Fahrenheit -華氏- Ⅲ
「サンドイッチでしょ?おにぎりでしょ?ポテチとポッキーと、それから…」
佐々木はサンドイッチやおにぎり等を取り出しながら
「ジャーン」と言って缶ビールを取り出した。
「おまっ…仮にもまだ仕事中だぞ」と一応注意はしてみるものの、瑠華が同行していてそれを止めなかったのなら、それは瑠華も容認してるってことだよな、と思い直した。
「NYにいるとき、会社を立ち上げたばかりの頃、よくこうやってコーラやビールを飲みながらピザやハンバーガーを食べながら議論したものです。懐かしいな…と思いまして」
ま、まぁ?瑠華は一本二本のビールで酔うことはないから大丈夫だと思うが。
「他の社員の方々には秘密で」
しー、と唇に手をやる瑠華。
瑠華がどこか楽しそうに見えて、口元に淡いほほ笑みを浮かべているのを見て、これもこれでアリだな。と俺も笑いながらビールの缶に手を伸ばした。

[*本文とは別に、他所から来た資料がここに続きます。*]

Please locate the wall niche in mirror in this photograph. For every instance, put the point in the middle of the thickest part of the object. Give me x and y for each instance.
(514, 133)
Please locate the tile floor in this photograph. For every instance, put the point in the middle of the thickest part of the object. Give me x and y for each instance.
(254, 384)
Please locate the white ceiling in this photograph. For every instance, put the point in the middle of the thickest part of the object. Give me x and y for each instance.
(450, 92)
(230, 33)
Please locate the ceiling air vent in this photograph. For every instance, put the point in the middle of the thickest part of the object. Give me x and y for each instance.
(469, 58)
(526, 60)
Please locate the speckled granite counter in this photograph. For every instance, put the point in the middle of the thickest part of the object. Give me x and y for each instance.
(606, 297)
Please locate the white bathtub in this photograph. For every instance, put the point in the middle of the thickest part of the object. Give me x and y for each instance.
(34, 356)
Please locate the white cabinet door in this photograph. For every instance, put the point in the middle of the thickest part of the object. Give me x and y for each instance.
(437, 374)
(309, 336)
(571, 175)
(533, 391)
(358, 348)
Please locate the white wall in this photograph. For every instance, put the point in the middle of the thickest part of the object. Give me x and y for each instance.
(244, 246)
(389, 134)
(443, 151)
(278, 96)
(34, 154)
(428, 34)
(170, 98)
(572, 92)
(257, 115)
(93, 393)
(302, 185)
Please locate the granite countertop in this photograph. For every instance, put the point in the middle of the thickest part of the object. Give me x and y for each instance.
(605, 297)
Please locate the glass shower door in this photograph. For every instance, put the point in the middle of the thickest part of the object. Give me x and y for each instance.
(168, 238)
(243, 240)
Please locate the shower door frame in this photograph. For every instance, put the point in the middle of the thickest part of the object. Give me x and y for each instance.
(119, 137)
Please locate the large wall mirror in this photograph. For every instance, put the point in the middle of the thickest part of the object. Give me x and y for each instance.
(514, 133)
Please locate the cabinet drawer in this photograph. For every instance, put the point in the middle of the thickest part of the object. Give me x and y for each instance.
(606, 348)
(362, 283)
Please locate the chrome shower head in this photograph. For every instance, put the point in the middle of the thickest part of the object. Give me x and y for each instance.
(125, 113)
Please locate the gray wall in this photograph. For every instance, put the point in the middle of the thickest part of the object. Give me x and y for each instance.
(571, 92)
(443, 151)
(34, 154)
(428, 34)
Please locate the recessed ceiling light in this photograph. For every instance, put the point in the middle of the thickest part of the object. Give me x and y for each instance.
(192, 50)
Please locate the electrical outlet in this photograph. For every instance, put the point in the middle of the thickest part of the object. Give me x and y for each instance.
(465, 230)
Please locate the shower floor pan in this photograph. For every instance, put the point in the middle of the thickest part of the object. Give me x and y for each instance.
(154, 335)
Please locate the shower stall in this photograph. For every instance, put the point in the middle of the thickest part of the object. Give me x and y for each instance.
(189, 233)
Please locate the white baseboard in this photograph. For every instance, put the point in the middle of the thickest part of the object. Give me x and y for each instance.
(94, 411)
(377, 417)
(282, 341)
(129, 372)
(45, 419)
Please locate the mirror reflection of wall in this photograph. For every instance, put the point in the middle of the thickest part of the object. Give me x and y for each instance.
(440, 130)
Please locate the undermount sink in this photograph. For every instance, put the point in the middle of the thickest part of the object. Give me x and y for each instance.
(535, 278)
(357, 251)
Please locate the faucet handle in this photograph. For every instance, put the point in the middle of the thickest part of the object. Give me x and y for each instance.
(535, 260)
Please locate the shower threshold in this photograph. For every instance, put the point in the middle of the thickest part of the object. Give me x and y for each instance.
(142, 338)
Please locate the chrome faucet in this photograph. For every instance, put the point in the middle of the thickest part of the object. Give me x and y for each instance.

「そう言えば、セントラル紡績さんに納期が遅れるということ伝えてくださいましたか?」
ビールのプルタブを開けながら瑠華に聞かれ
「うん、菅井さんにはちゃんと伝えた。しょうがないって。いい人だよな、菅井さん」
そう言えば菅井さんともしばらく会ってない。
真咲の具合はどうなんだろうか。
まぁこないだビジネスの話をしたときは何も言ってなかったから、大丈夫なんだろうけど。
佐々木は今日の仕事を終えたのか、
「柏木さん、何かお手伝いしましょうか」としきりに瑠華に話しかけていて
「ありがとうございます、ではこの年度の資料を集めてくださいますか?」と瑠華は鬱陶がることもなく…
何気に二人って良いコンビだよな。ちょっと嫉妬!
してる最中、
TRRRRR…
今度は瑠華のGUCCIのバッグの中から着信を報せる音が聞こえた。
「すみません…音を切り忘れてしまって…」
「いいよ、就業時間外だし」
瑠華はぺこりと一礼してスマホを取り出し、画面を見つめると、そのまま
「すみません、ちょっと席を外します」と言って席を外した。